- St. Gevorg Monastery
- Location: Xanəgah, Julfa
- Country: Azerbaijan
- Denomination: Armenian Apostolic Church

History
- Status: Destroyed
- Founded: 9th century

Architecture
- Demolished: October 7, 2001 – November 11, 2009

= St. Gevorg Monastery (Khanagah) =

Ruinous Armenian monastery in Nakhchivan, Azerbaijan

St. Gevorg Monastery was a ruinous Armenian monastery located near Khanagah village (Julfa District) of the Nakhchivan Autonomous Republic of Azerbaijan. The monastery was located on a hill, approximately 3 km northeast of Yernjak (Alinja) fortress.

== History ==
The monastery was founded in the 9th century; in 841 a church council met here. It is mentioned by the 13th-century historian Stepanos Orbelian. It was renovated in the 14th and 17th centuries.

== Architecture ==
The monastery was a vaulted building with a single-chamber nave.
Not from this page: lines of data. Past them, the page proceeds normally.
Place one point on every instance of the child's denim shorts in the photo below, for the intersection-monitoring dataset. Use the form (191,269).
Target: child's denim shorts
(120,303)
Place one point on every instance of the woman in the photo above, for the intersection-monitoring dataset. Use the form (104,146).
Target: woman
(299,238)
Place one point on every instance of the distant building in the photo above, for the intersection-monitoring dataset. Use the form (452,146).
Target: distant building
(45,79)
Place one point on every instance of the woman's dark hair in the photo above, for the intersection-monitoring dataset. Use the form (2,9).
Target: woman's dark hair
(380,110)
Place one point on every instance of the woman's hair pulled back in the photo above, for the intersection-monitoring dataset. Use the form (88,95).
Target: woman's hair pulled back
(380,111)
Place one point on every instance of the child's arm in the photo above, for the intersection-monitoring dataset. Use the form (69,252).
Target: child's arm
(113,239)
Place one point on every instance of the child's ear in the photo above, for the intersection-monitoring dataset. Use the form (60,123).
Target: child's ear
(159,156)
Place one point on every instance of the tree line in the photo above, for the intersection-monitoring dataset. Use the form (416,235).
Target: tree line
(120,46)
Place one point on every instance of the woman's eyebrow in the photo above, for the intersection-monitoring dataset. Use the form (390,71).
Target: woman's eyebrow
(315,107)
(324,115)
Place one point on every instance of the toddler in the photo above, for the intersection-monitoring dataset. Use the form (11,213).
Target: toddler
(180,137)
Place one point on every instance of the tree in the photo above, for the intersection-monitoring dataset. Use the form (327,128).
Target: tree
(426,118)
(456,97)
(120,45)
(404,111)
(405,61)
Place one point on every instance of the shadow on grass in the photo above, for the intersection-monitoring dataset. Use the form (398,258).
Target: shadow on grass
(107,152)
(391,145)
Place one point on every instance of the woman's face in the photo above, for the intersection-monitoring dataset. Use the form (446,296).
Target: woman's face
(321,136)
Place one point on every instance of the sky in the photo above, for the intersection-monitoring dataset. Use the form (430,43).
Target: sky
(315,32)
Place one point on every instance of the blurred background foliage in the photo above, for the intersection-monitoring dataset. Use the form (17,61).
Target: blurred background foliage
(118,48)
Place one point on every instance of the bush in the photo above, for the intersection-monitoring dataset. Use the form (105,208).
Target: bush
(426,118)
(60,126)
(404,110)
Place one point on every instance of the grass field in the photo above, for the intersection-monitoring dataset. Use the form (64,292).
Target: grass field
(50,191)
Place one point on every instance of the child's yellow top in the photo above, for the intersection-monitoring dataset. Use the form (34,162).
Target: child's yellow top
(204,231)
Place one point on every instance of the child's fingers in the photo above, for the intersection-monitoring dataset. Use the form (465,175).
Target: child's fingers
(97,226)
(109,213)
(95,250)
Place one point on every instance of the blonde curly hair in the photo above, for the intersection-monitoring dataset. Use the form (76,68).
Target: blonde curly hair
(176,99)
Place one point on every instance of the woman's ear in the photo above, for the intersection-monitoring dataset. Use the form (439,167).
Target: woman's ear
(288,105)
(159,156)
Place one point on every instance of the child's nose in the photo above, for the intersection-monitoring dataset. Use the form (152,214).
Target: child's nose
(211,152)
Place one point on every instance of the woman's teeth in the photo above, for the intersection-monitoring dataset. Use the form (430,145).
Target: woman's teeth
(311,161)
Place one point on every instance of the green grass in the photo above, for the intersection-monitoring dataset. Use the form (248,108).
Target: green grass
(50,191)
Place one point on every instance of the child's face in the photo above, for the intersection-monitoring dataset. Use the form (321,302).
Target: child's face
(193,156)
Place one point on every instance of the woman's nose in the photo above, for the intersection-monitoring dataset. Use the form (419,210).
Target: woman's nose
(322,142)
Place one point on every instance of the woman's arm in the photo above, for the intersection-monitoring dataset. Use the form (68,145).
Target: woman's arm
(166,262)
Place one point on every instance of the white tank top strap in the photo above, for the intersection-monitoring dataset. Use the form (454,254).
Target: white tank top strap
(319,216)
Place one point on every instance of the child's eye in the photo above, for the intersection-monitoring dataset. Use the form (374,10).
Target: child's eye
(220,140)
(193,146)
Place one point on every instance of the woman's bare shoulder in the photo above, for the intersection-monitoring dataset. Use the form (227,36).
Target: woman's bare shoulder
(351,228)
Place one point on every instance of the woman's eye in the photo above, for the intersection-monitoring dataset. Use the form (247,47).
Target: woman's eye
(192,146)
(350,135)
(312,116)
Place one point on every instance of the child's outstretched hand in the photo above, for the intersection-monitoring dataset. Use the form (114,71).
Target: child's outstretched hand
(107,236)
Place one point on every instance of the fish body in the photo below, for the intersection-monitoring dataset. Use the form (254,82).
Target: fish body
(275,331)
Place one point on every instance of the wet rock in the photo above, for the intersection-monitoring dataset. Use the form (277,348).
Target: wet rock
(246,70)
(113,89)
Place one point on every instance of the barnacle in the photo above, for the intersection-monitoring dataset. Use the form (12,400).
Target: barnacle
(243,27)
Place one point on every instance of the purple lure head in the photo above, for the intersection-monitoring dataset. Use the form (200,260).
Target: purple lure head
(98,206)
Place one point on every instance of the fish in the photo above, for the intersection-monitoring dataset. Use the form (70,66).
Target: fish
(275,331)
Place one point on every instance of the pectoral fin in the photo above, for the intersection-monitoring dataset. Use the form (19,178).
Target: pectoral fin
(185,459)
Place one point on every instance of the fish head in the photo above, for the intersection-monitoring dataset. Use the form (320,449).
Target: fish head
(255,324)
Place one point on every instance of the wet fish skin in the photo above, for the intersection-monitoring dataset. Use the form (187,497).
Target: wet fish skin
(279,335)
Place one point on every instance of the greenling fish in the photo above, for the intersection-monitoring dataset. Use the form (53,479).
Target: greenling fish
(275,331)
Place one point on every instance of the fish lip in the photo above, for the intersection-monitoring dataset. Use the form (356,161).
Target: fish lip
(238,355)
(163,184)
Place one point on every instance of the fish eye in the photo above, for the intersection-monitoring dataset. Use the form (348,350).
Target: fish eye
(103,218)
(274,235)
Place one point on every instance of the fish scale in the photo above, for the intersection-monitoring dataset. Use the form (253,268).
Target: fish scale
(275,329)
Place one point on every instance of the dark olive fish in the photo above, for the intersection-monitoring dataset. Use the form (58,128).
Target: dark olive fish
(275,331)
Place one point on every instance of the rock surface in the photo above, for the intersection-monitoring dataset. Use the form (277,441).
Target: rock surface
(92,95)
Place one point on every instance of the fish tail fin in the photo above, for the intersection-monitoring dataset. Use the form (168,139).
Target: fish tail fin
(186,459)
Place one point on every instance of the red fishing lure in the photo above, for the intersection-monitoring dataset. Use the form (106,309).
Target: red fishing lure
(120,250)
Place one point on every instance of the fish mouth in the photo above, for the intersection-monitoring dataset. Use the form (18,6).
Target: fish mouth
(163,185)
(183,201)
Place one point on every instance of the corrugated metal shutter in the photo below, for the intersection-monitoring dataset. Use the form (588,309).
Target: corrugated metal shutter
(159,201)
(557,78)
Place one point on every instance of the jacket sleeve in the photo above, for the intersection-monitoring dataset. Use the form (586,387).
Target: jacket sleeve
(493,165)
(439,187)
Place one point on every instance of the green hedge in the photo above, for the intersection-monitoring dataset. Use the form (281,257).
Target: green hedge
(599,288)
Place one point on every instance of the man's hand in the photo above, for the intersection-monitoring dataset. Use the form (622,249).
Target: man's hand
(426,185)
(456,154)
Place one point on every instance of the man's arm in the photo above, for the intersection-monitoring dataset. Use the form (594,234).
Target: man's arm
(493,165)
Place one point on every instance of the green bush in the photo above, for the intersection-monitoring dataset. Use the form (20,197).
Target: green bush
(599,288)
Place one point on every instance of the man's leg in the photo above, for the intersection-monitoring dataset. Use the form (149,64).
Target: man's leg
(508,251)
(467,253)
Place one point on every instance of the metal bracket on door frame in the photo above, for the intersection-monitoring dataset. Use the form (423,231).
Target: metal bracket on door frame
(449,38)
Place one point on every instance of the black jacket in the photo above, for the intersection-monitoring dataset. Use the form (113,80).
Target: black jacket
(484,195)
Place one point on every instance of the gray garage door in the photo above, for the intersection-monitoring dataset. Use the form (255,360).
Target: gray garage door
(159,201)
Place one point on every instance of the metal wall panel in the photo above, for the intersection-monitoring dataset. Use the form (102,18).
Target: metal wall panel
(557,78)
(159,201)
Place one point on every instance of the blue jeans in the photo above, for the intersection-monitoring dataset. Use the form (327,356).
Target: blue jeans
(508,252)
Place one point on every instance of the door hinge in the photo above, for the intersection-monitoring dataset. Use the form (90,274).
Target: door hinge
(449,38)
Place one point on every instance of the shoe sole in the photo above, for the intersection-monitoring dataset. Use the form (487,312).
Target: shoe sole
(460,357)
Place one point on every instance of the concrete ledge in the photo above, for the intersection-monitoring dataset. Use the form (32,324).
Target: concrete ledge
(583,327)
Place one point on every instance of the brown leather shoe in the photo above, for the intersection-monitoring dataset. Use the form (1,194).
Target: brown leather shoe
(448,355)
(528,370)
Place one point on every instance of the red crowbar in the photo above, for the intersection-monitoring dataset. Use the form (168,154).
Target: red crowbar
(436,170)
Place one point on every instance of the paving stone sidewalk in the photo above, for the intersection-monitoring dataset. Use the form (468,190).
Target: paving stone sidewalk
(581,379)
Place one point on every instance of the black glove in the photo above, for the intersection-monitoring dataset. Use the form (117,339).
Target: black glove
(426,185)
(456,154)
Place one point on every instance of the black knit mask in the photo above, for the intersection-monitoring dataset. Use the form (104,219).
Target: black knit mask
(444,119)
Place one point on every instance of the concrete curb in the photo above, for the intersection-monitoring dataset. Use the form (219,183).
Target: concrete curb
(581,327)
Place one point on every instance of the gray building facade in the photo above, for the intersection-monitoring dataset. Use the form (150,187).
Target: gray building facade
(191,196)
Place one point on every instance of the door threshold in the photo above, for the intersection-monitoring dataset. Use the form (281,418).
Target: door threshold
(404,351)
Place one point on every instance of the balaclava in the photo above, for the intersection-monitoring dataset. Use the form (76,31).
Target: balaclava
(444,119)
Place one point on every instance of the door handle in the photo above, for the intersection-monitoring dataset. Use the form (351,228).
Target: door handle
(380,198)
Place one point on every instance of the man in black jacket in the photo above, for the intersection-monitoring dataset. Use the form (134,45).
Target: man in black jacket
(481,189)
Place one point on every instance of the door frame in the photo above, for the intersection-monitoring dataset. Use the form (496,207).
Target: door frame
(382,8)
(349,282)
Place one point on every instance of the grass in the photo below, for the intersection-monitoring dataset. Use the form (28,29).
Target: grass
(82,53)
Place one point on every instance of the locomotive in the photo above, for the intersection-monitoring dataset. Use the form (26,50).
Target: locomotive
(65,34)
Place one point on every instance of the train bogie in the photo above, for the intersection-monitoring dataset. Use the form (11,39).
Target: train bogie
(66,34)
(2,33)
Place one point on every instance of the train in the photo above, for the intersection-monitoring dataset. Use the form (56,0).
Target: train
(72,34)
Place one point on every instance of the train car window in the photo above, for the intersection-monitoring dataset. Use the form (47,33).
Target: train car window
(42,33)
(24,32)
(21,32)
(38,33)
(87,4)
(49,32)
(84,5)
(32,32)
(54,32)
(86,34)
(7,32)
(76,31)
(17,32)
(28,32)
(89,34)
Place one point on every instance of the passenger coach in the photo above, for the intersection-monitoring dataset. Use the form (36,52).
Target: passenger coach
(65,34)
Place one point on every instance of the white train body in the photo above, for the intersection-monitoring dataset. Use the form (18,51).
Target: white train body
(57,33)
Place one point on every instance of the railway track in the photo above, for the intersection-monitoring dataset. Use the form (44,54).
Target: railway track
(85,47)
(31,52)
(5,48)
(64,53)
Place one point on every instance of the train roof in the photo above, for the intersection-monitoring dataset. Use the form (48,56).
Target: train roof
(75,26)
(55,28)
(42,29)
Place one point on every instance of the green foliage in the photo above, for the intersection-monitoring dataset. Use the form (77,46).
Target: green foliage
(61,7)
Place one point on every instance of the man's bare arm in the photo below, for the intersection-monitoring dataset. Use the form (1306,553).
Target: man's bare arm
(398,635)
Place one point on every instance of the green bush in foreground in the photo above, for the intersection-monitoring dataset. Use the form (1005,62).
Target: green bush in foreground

It had a semicircular apse, entryways in the northern and western facades, a vestry along the northern facade, and a porch on the west.

== Destruction ==
The monastery was in ruins in the late Soviet period and the ruins were still intact on October 7, 2001. However, by November 11, 2009, the foundations of the monastery had been razed, the blocks removed, and the site graded, as documented by investigation of the Caucasus Heritage Watch.